Pengadilan memutuskan ke dua anaknya dibawah pengasuhan Ijah, dan suaminya berkewajiban memberikan nafkah sebesar Rp.600.000 setiap bulan. Kesepakatan dicapai, suami pada saat itu menyetujui kesepakatan tersebut. Ternyata keputusan hanyalah keputusan tanpa arti. Kewajiban suami untuk memberikan biaya  pada Ijah yang mengasuh anaknya, tidak pernah terlaksana. Ia hanya dua kali menerima kiriman uang Rp.600.000 selanjutnya tidak serupiahpun nafkah diberikan oleh mantan  suaminya, seperti yang tertera dalam keputusan persidangan perceraiannya.

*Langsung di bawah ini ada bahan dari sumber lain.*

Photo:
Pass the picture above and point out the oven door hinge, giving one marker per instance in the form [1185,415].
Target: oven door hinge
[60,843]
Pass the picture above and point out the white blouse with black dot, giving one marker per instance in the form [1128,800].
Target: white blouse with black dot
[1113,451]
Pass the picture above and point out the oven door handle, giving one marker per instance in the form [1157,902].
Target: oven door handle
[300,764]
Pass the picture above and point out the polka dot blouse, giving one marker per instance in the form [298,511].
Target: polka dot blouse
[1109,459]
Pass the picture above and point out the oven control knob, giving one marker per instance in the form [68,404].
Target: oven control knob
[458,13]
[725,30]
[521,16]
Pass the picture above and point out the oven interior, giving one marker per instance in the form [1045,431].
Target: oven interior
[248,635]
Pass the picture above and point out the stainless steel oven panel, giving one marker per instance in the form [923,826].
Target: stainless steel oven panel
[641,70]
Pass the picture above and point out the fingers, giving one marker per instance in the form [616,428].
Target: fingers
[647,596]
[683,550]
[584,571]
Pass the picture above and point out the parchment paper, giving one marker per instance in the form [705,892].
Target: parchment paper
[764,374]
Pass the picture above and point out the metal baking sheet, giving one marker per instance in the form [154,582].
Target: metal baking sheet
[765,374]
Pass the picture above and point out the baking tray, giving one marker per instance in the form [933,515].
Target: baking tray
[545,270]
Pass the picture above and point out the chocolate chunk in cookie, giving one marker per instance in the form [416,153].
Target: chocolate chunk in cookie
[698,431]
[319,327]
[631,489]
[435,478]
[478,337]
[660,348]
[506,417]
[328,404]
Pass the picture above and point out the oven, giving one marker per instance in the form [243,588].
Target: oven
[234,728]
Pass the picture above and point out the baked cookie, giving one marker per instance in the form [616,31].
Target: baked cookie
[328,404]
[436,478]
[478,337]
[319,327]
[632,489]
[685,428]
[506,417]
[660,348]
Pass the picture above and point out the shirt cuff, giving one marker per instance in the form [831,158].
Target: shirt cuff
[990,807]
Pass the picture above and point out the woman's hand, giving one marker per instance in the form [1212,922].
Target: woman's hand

Ijah mengatakan mengurus surat cerai harus melalui perjuangan panjang dan melelahkan lahir batin. Kurang lebih selama 6 bulan ia menjalani proses ini dan dengan biaya yang tidak sedikit karena transport bolak balik dari desanya di Pasir Kemuning, Telagasari ke kota kabupaten yang berjarak kira-kira 30 km. satu kali perjalananan mengahabiskan Rp.30.000 ditambah lagi untuk membeli makanan karena dari pagi sampai siang. Total biaya sehari Rp.50.000.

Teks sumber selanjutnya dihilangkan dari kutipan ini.